A study finds that people who are born blind have heightened sense of hearing, smell and touch, suggesting that their brain “rewires” itself in the absence of visual information to boost other senses.
According to Massachusetts Eye and Ear researchers, the brains of those, who are born blind make new connections in the absence of visual information, resulting in enhanced, compensatory abilities such as a heightened sense of hearing, smell and touch, as well as cognitive functions.
The findings, published online today in PLOS One, with early blindness, the structural and functional connectivity changes, including evidence of enhanced connections, sending information back and forth between areas of the brain that they did not observe in the normally sighted group.

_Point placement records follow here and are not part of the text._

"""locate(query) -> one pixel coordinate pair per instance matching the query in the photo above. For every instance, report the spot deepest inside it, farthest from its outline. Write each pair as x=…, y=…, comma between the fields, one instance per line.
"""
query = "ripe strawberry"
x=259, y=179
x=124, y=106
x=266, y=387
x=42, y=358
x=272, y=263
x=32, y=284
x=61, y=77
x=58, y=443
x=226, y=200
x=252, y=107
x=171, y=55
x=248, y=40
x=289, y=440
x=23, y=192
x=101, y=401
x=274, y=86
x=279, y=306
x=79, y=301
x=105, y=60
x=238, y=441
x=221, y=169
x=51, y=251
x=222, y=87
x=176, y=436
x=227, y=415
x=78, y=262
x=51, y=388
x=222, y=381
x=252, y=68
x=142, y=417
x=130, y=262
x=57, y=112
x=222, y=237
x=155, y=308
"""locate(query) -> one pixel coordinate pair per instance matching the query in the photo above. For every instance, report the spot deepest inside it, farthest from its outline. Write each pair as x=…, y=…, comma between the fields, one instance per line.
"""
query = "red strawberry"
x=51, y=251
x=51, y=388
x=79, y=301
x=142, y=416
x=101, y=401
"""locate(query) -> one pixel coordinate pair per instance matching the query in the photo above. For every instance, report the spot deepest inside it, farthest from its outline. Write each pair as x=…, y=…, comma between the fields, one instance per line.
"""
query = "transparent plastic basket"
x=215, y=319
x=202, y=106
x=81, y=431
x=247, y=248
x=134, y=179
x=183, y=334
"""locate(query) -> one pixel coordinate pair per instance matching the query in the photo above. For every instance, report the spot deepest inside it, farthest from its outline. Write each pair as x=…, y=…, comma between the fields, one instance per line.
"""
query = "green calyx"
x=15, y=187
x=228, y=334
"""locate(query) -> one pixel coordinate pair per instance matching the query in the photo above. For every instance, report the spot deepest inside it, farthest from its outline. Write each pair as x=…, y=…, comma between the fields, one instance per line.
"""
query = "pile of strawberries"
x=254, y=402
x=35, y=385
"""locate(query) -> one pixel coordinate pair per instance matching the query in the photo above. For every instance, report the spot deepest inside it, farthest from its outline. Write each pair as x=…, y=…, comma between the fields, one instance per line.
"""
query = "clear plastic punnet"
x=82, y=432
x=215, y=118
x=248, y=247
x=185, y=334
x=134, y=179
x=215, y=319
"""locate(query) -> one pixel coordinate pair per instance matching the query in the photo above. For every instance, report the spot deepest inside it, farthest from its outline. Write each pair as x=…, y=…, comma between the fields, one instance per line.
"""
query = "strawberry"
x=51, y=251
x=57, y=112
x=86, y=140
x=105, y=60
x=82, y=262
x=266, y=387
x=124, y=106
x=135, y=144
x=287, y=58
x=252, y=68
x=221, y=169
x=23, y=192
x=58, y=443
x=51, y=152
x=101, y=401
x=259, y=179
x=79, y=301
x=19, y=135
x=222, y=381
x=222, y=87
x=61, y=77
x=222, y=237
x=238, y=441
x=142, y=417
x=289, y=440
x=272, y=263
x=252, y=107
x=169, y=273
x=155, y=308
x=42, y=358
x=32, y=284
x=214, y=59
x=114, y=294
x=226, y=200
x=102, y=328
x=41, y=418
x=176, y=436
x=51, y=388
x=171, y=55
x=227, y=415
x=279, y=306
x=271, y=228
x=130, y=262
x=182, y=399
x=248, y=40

“Our results demonstrate that the structural and functional neuroplastic brain changes occur as a result of early ocular blindness and may be more widespread than initially thought,” said lead author Corinna M. Bauer from Harvard Medical School in the US.
“We observed significant changes not only in the occipital cortex, where vision is processed, but also in the areas implicated in memory, language processing and sensory motor functions,” Bauer added.
These connections appear to be unique in those with profound blindness suggesting that the brain “rewires” itself in the absence of visual information to boost other senses.
This is possible through the process of neuroplasticity, or the ability of our brains to naturally adapt to our experiences.
The team used MRI multimodal brain imaging techniques (specifically, diffusion-based and resting state imaging) to reveal these changes in a group of 12 participants with early blindness — those born with or who have acquired profound blindness prior to the age of three.
They then compared the scans to a group of 16 normally sighted participants —all the participants were of the same age range.
The researchers explained that understanding of brain rewiring connections will lead to more effective rehabilitation efforts that will enable blind individuals to better compensate for the absence of visual information.